Our advisory and asset management businesses are important earnings drivers of the company. And they complement the stability and the asset gathering capabilities of our insurance and annuity businesses. We delivered double-digit operating net revenue growth last year and we continue to transform our earnings base.

Our higher returning, less capital intensive businesses delivered about half of our pretax income last year. That number was up substantially from 2006 when these businesses generated about a third. This frees up capital to invest for growth and return to shareholders. Over time, we intend to increase the contribution of these higher returning businesses to more than 60% while maintaining our diverse earnings profile and a rock solid balance sheet. I'd like to spend a few moments updating you on the progress we've made in our two growth platforms, wealth management and retirement, and asset management.

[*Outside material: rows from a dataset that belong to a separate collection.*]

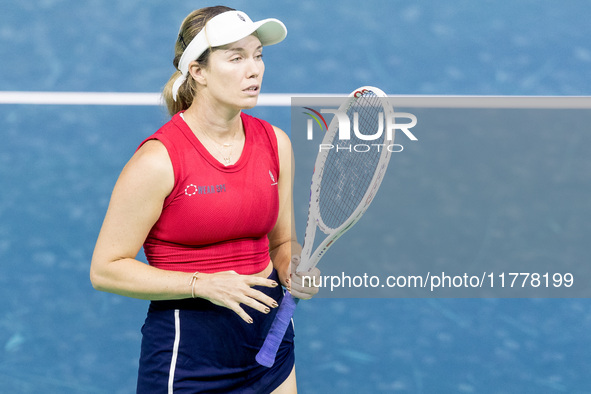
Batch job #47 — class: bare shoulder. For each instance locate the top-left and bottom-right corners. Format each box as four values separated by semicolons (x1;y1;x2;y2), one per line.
273;126;291;155
121;140;174;195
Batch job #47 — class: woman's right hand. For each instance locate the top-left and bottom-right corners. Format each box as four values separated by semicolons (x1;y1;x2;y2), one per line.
193;271;279;323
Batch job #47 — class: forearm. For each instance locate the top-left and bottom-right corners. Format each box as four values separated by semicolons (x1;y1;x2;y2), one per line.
90;258;192;300
269;239;302;282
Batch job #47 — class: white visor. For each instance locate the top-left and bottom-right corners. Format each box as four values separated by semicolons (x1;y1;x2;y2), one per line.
172;11;287;101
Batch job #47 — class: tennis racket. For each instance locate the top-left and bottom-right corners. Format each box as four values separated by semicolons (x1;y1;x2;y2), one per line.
256;86;394;367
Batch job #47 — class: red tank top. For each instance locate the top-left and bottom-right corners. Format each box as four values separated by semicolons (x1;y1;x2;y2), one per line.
140;113;279;274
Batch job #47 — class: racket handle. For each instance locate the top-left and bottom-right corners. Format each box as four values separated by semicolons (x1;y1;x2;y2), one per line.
256;291;298;368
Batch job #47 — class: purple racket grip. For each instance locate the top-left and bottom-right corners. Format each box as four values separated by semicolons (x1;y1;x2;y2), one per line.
256;292;299;368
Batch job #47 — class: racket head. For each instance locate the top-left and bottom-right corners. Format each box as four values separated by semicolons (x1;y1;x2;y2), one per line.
298;86;394;272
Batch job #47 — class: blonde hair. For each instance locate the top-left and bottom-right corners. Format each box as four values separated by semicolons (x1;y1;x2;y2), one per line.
162;6;234;116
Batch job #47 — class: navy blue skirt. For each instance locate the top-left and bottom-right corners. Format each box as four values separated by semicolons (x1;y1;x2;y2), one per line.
137;270;295;394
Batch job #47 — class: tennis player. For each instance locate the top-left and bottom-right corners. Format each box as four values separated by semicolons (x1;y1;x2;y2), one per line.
90;6;319;394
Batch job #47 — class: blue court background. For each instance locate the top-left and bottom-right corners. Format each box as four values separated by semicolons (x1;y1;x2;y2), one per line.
0;0;591;393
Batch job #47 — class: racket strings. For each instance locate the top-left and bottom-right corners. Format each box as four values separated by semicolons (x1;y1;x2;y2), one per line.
318;91;386;229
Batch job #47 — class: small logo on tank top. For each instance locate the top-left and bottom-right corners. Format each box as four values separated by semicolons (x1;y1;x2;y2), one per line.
269;170;277;186
185;183;226;197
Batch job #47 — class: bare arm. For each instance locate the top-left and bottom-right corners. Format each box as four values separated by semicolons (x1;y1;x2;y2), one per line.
90;141;274;321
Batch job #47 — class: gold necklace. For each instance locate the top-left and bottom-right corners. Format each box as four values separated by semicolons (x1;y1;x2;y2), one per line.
202;125;238;166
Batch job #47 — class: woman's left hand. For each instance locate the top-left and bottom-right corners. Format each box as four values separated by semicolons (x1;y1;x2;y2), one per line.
287;255;321;300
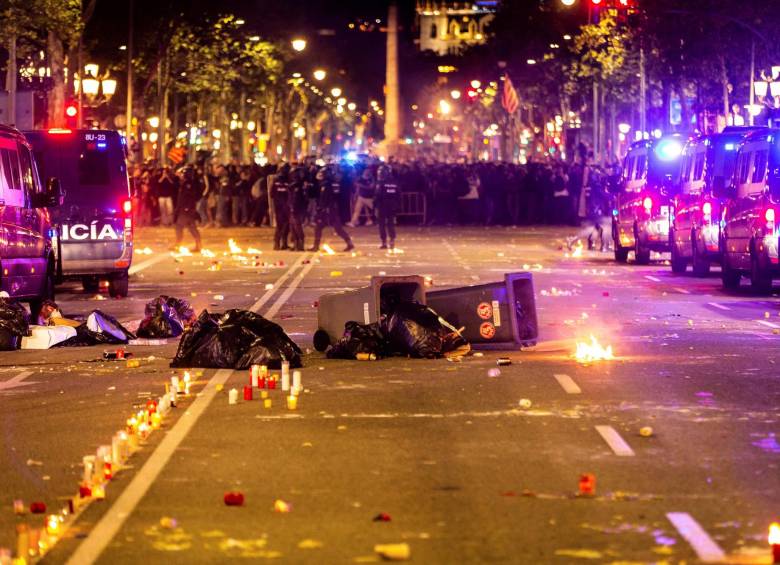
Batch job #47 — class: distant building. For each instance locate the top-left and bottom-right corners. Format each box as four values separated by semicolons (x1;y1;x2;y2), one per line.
417;0;498;55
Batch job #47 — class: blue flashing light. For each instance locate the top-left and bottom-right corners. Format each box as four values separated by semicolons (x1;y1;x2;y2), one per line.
655;139;682;161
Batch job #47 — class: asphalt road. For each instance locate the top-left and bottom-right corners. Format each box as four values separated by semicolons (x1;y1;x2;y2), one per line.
0;223;780;565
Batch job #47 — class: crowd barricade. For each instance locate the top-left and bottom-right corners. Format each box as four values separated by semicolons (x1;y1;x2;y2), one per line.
396;192;427;224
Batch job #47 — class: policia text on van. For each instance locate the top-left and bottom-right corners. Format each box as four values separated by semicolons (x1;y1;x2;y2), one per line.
27;129;133;297
0;126;61;316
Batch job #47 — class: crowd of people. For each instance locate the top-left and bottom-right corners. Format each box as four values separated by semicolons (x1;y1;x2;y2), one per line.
131;154;616;251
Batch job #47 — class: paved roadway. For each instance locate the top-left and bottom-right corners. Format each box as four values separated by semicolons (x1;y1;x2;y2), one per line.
0;227;780;565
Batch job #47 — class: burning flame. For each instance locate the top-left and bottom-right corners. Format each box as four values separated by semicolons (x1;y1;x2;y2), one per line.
228;238;244;255
574;335;615;363
769;522;780;545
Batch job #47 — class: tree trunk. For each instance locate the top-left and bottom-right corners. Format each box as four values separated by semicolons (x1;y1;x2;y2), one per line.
5;35;17;125
46;31;66;128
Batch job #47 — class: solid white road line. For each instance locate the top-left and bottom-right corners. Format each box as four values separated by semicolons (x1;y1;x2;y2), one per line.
67;369;233;565
249;253;313;313
596;426;634;457
0;371;32;390
127;253;170;275
67;255;314;565
265;263;314;320
553;374;582;394
666;512;726;563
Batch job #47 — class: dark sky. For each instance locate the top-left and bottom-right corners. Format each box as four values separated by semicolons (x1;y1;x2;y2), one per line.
86;0;414;107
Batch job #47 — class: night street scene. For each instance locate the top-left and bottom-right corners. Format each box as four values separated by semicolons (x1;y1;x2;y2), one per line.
0;0;780;565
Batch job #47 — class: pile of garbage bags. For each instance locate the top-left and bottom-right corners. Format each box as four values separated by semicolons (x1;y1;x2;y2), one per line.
136;295;195;339
0;297;30;351
327;302;470;359
171;309;303;369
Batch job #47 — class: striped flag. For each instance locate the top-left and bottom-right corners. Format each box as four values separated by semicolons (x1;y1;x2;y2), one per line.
501;75;520;114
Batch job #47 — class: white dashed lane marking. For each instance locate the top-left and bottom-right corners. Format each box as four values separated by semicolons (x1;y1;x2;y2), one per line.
666;512;726;563
596;426;634;457
553;374;582;394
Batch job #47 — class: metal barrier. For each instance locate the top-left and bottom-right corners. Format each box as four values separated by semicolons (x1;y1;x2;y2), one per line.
396;192;427;224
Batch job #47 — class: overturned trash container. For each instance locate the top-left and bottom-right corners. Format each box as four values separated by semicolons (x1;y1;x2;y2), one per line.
314;275;425;351
426;272;539;349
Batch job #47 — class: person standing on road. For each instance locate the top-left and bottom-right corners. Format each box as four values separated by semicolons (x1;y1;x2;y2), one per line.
309;164;355;253
290;166;309;251
347;167;374;228
271;163;290;251
376;165;401;249
173;165;203;252
157;167;176;226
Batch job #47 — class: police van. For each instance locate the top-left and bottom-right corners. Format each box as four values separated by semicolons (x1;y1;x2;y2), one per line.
26;129;133;297
0;126;60;316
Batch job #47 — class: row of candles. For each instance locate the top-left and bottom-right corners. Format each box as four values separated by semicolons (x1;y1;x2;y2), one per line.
228;361;303;410
7;371;197;565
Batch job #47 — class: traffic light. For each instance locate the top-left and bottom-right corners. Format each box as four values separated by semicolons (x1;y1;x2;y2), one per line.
65;102;79;128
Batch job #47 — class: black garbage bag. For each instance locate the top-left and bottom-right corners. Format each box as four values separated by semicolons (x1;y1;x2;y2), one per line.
136;295;195;339
171;310;303;369
326;322;390;359
384;302;468;359
0;298;30;351
55;310;135;347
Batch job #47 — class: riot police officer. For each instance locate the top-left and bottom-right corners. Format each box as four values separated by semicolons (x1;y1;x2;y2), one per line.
310;164;355;252
271;163;290;250
374;165;401;249
174;165;203;252
290;167;309;251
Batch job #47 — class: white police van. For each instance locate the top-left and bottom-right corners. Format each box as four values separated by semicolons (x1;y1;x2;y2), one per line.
25;129;133;297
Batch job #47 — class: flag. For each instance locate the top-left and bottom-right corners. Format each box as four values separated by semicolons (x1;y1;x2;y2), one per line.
501;75;520;114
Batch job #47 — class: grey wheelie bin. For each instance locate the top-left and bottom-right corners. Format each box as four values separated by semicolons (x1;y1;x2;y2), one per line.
314;275;425;351
426;272;539;349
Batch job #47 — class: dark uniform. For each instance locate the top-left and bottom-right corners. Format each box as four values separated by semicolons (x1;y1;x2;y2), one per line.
271;164;290;250
310;169;355;251
174;167;203;251
290;167;309;251
374;167;401;249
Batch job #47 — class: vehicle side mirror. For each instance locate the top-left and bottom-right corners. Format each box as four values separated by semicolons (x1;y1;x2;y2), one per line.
36;177;64;208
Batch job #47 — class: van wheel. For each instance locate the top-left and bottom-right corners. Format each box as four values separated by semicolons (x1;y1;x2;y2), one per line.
669;232;688;275
81;277;100;292
691;232;710;277
750;253;772;294
108;271;130;298
314;329;330;351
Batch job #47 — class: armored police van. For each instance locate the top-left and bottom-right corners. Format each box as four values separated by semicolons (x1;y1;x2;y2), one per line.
0;125;60;316
26;129;133;297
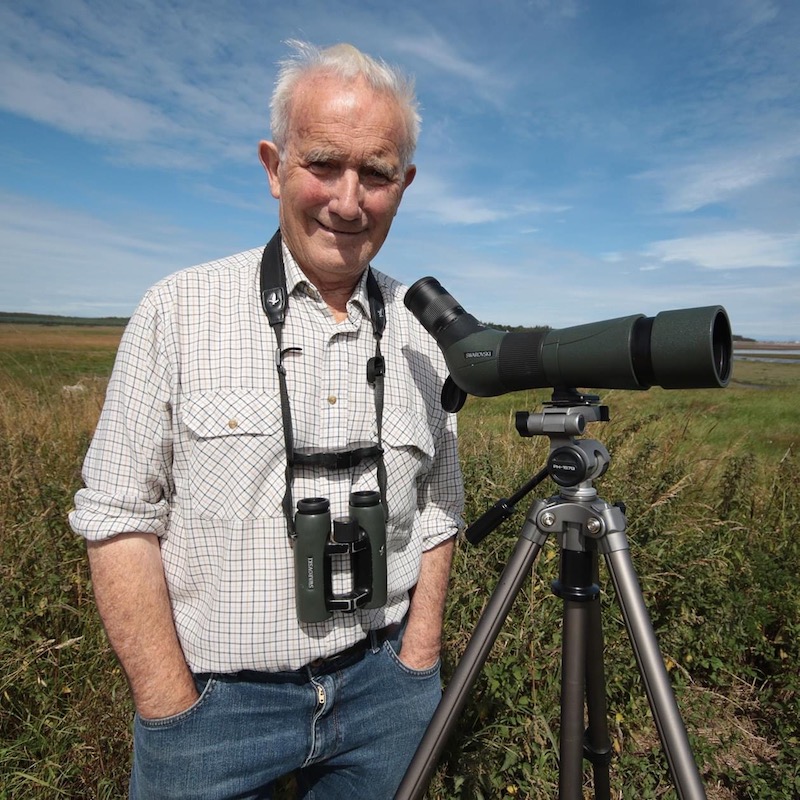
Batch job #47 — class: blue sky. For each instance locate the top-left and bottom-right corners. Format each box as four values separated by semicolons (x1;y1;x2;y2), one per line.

First, wealth management and retirement, part of what differentiates Ameriprise is the way we go to market. Our business is built on relationships with our 10,000 advisors and their relationships with more than 2 million clients.

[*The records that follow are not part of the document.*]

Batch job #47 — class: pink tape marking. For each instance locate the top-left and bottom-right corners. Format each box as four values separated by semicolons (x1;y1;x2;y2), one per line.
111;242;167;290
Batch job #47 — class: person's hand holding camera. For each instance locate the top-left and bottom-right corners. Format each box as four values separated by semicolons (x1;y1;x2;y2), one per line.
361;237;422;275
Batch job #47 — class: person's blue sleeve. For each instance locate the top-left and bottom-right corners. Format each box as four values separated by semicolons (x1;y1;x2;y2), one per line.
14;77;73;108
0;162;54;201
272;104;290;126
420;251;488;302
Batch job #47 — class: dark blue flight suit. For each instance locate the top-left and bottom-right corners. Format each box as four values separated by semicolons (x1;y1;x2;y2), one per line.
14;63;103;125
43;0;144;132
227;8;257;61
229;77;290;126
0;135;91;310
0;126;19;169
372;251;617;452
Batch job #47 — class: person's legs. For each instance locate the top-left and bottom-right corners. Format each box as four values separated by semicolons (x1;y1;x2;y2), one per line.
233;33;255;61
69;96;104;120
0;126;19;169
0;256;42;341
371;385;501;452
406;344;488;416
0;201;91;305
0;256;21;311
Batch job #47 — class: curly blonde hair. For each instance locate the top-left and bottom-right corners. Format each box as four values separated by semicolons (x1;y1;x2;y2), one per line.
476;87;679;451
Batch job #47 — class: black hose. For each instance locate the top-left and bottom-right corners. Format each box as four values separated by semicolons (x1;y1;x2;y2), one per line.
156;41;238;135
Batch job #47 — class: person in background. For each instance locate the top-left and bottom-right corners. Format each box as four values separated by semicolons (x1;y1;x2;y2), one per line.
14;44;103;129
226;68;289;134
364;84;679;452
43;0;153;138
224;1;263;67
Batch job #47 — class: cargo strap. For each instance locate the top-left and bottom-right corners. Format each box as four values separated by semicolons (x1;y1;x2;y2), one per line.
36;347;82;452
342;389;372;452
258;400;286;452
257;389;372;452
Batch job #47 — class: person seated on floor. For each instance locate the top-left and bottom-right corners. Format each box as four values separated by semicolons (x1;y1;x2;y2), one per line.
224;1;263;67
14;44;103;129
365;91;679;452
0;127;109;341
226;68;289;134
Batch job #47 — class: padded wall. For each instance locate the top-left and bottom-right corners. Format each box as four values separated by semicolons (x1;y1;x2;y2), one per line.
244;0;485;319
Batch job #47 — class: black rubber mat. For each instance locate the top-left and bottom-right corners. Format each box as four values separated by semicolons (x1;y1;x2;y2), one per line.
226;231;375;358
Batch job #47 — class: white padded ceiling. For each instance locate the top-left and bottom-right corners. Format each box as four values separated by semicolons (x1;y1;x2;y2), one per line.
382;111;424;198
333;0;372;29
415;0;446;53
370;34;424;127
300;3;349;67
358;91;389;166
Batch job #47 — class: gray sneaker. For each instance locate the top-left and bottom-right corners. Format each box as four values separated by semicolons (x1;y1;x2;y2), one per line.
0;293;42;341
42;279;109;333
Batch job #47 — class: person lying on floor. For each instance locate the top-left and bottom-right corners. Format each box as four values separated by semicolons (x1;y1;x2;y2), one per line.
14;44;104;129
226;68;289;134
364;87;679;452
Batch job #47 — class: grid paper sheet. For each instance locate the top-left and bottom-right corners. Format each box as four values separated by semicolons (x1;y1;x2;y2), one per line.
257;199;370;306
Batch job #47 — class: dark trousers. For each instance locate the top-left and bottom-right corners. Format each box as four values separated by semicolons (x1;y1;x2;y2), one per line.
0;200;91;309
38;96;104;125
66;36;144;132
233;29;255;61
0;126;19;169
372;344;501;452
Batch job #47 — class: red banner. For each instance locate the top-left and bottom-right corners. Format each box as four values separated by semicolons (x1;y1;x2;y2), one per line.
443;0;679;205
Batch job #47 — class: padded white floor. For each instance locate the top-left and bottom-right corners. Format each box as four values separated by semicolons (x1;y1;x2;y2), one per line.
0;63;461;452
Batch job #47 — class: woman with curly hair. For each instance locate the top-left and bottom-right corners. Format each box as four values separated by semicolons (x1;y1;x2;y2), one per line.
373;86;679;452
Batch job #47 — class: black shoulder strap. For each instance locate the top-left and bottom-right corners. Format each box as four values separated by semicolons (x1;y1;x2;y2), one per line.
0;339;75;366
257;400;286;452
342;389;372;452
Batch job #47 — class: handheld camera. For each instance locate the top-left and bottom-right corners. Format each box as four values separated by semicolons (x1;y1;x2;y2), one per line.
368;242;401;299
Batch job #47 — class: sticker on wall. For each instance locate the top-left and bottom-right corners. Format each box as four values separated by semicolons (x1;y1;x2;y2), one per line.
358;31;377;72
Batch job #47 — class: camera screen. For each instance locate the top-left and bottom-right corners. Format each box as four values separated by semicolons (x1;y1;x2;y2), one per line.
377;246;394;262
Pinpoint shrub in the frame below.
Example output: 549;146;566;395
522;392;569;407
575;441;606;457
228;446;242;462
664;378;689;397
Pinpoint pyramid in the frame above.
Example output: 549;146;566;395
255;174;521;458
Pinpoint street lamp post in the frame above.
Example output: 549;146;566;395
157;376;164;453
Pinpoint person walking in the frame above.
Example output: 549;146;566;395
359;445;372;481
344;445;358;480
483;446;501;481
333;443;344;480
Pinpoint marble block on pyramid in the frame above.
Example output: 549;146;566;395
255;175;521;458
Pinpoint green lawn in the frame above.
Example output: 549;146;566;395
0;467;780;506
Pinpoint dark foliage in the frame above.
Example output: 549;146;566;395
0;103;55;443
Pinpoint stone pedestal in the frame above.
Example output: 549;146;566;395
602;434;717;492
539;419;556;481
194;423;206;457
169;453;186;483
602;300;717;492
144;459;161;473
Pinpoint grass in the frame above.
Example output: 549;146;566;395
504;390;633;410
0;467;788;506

In 2011, we made excellent progress growing these relationships, both in terms of establishing new client relationships and deepening existing ones. Preparing for retirement remains our clients' primary financial goal. Ameriprise ranks in the top five in the industry for retirement planning and advice. And we are the seventh largest provider of individual retirement accounts. We've also built the fifth largest branded advisor force in the United States and we have consistently invested to help advisors grow their businesses.

The Ameriprise brand is central to our growth strategy. Last fall, we launched the next phase of our advertising strategy. It included new advertising for the TV as well as ads online, an expanded presence on the online channel, so that we can reach more consumers and enhanced local marketing programs working with our advisers.

You may have seen the work that we did recently with Tommy Lee Jones to help tell our story. We've been pleased with the results and the campaign is also recognized for excellence in financial services. We've also made substantial investments in our advisory technology infrastructure, most notably the installation of the new brokerage platform that we began more than a year ago. This alone was a substantial undertaking and the improved technology is helping advisors to serve more clients more fully. And later this year, all of our advisors will be on the new platform. Our strong brand, powerful tools, and the financial strength that we have, have been key in transforming our advisor force. Advisor retention and satisfaction rates are excellent.

And over the past three years, more than 1100 experienced advisors chose to move to Ameriprise for the value we offer as well as the values for which we stand. Importantly, we brought new client relationships and billions of dollars in new assets to our firm. Client acquisition increased 10% last year and our retail client asset base now stands at $334 billion.

Our comprehensive approach to serving clients is also evident in our asset flows. Even with difficult markets last year, we generate solid net inflows in wrap accounts and variable annuities. In fact, these trends continue in 2012 with wrap net inflows in the first quarter reaching pre-financial crisis levels. And our RiverSource RAVA 5 variable annuity has proven to be one of our best product launches. At year end, net revenue per advisor reached a record, a record of $384,000 per advisor.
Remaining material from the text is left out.